Among the strengths of the present study was the selected patient group as although the efficacy of adding LH to treatment that appears to be beneficial for the treatment of women with DOR in GnRH agonist protocols has been investigated by many authors [4, 20, 21], there are few studies with antagonist protocols in women under 35 years old with a diminished ovarian reserve. The similarity of basal E2, AFC and AMH of the two groups increases the validity of the comparison and the interpretation of the data, increasing the strength of our result.

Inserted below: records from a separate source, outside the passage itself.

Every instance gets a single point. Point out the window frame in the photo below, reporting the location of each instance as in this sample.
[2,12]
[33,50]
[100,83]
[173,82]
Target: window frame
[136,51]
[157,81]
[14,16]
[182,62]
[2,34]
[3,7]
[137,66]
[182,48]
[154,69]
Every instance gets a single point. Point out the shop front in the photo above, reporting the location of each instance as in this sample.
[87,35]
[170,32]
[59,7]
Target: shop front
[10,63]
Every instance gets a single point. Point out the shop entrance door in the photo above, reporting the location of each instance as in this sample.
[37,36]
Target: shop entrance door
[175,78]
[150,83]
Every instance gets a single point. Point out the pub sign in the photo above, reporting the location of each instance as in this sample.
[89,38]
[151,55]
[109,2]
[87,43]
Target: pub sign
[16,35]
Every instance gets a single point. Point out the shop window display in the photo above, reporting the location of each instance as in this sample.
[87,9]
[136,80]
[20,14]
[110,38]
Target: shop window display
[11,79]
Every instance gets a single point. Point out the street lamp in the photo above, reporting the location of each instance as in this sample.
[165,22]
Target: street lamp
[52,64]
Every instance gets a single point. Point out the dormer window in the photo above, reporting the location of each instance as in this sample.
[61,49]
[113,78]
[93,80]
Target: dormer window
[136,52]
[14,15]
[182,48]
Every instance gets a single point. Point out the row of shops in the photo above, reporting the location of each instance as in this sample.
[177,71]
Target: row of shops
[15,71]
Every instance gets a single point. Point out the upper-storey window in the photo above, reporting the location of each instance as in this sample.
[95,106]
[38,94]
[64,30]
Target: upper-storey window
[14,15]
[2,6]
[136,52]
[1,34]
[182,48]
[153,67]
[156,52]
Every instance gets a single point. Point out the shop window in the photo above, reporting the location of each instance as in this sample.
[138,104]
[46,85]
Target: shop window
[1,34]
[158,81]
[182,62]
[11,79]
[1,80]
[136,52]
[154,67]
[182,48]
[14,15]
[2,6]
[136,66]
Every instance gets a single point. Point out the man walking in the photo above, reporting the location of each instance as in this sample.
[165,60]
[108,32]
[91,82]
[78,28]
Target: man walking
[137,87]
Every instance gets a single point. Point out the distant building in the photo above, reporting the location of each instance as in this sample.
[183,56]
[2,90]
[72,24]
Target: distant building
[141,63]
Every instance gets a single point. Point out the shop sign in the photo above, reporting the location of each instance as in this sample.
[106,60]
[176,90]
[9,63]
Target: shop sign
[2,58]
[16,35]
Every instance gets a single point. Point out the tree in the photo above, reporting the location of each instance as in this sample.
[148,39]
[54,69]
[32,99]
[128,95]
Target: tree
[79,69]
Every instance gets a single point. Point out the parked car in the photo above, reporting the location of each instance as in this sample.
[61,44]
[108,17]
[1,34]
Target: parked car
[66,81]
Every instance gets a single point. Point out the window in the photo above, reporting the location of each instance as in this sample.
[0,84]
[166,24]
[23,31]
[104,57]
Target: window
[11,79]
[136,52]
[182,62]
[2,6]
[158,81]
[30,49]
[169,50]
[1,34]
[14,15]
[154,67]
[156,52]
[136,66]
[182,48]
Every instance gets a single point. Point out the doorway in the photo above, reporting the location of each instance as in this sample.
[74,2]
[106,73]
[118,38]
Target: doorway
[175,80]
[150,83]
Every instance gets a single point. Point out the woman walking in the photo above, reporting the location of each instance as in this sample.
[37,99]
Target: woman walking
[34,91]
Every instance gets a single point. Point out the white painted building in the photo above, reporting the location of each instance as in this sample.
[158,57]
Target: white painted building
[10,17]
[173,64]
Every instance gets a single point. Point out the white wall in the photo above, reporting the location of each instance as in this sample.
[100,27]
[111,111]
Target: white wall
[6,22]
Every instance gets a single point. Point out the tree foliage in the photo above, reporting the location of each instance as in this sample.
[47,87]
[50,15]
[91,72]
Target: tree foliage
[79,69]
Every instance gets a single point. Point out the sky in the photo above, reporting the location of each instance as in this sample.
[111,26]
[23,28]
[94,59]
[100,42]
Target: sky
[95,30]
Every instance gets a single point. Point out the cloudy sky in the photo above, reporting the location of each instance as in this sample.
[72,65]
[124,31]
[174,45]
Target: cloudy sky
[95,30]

Inclusion of patients receiving their first treatment cycle is the other strength of the study. Moreover, dividing participants into subgroups based on AFCs reduced bias in our definition of DOR. On the other hand, if the number of participants in groups 1a and 1b had been higher, maybe our results might be more significant. The most important limitations of our study are its retrospective design and the use of hMG that has an LH activity derived from hCG rather than LH. Therefore, some authors [12] have not evaluated hMG in their reviews.
CONCLUSIONS
We observed no beneficial effect of LH supplementation during COS for the treatment of women under 35 years old with DOR in the first treatment cycle when compared with rFSH only in the antagonist protocols. Randomized control trials focusing specifically on young patients affected by DOR who received antagonist protocols are required for a final decision.
Conflict of interest
The authors have no conflicts of interest relevant to this article.